Beslenme yetersizliği çocuğun gelişme sürecini etkileyen oldukça önemli bir durumdur. Hayatın ilk yıllarında görülen beslenme yetersizliği, fiziksel ve ruhsal gelişimi etkiler. Beslenme yetersizliği, çocuğun beyin gelişimini etkilemekte ve beyin hacim olarak küçülmektedir. Beslenme zamanında düzeltilmez ise kalıcı beyin etkilenmeleri ortaya çıkabilir.
Çocuğun gelişiminin yanısıra; yaşlanma ve yaşlılığın beraberinde getirdiği hastalıklar da önemli bir sorundur. Beslenme burada da önem kazanmaktadır.
Kalp için sağlıklı olanın, beyin içinde iyi olması genellikle kabul gören bir yargıdır. Beslenme ve nöroloji uzmanları, sağlıklı gıdalar hakkında değerlendirmeler yapmaktadırlar. Beyin üzerine en faydalı gıdalar belirlenmiş ve şu şekilde sıralanmıştır;
• Beyin için en sağlıklı gıda kızılcıktır. Hayvanlar üzerinde yapılan çalışmalar, sinir koruyucu etkisini göstermiştir ve yaşla birlikte artan koordinasyon ve hafıza kayıplarına karşı da etkili bulunmuştur. Beyin hücrelerini, normal olarak zamanla ortaya çıkan serbest radikallerin hasarından korurlar.
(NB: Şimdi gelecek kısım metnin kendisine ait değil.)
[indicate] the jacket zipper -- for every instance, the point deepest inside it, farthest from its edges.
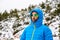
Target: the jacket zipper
(33, 32)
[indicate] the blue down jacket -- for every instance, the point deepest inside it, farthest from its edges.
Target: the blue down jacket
(37, 30)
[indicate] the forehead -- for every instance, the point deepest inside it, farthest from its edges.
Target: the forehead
(34, 13)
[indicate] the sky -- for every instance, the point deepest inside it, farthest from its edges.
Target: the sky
(18, 4)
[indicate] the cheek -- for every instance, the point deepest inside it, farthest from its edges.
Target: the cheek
(36, 17)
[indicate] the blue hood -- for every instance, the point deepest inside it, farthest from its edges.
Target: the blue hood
(40, 19)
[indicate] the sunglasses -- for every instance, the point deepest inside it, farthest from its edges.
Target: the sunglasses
(35, 15)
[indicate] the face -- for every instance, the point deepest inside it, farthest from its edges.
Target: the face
(34, 16)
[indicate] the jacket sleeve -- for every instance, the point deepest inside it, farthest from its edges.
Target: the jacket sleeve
(48, 34)
(23, 35)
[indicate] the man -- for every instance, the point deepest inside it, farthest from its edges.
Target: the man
(36, 30)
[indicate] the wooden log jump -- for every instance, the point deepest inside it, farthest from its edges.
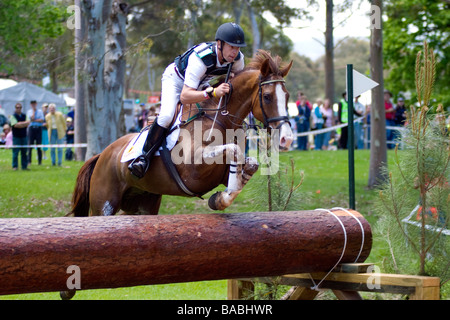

Bu nedenle zihinsel ve motor fonksiyonları korurlar.
• Daha sonra yaban mersini gelir. Yabani yaban mersini antioksidanlarla doludur. Bunlar da serbest radikallere karşı savaşırlar. Yapılan çalışmalar, yaban mersininden zengin diyetin, hafıza ve motor becerileri düzelttiğini ve yaşlanmayla ilgili olan denge ve koordinasyondaki kötüleşmeyi durduğunu göstermiştir.
• Yapraklı yeşillikler daha sonra gelir. Kıvırcık lahana ve pazı gibi sebzeler homosisteini parçalar. Bunların yüksek seviyede olması Alzheimer hastalığındaki zihinsel yavaşlama ile ilgilidir.
• Yağ asitli balıklar ise dördüncüdür. Alabalık, sardunya ve ringa gibi balıklar, omega-3 yağ asitlerinden zengindir. Araştırmalar, bu balıkları haftada en az bir kez yiyen insanlarda Alzheimer hastalığının daha az görüldüğünü göstermiştir.
• Ispanak sıralamada beşinci sıradadır. Ispanak merkezi sinir sistemindeki yaşla ilgili problemleri azaltmaktadır.
• B1 vitamini yetmezliği: Daha çok alkoliklerde ortaya çıkar. Kol ve bacaklarda güç kaybı ve hissizlik ile beliren polinöropati tablosu ( kol ve bacak sinirlerinin hastalığı) oluşabilir. Mental değişiklikler, göz sinirlerinin felci, dengesizlik ile seyreden Wernicke ensefalopatisi (beynin vitamin yoksunluğu nedeni ile oluşan bir rahatsızlığı) gelişebilir. Ayrıca bu vitamin yetersizliğinde beyincik hasarlarına da rastlanabilir.
• B6 vitamini yetmezliği: Burada da yine kol ve bacaklarda güç kaybı ve hissizlik ile seyreden polinöropatiler görülebilir. Ayrıca tüberküloz tedavisinde kullanılan INH adlı ilacın yaptığı polinöropati, B6 vitamini verilerek engellenebilir.
• B12 vitamini eksikliği: Omurilikte hasarlara neden olur. Ayrıca polinöropati tablosu da gelişebilir.
• Vitamin D yetmezliği: Kaslarda yorgunluk, güçsüzlük ve erimeler yapabilir.
• Vitamin E yetmezliği: Omurilik ve beyincikte hasar ve polinöropati yapabilir.
Bu örnekleri artırmak mümkündür. Sağlıklı olmanın önemli öğelerinden biri de sağlıklı beslenmedir. Konuya bu açıdan bakılmalı ve gereken önem verilmelidir.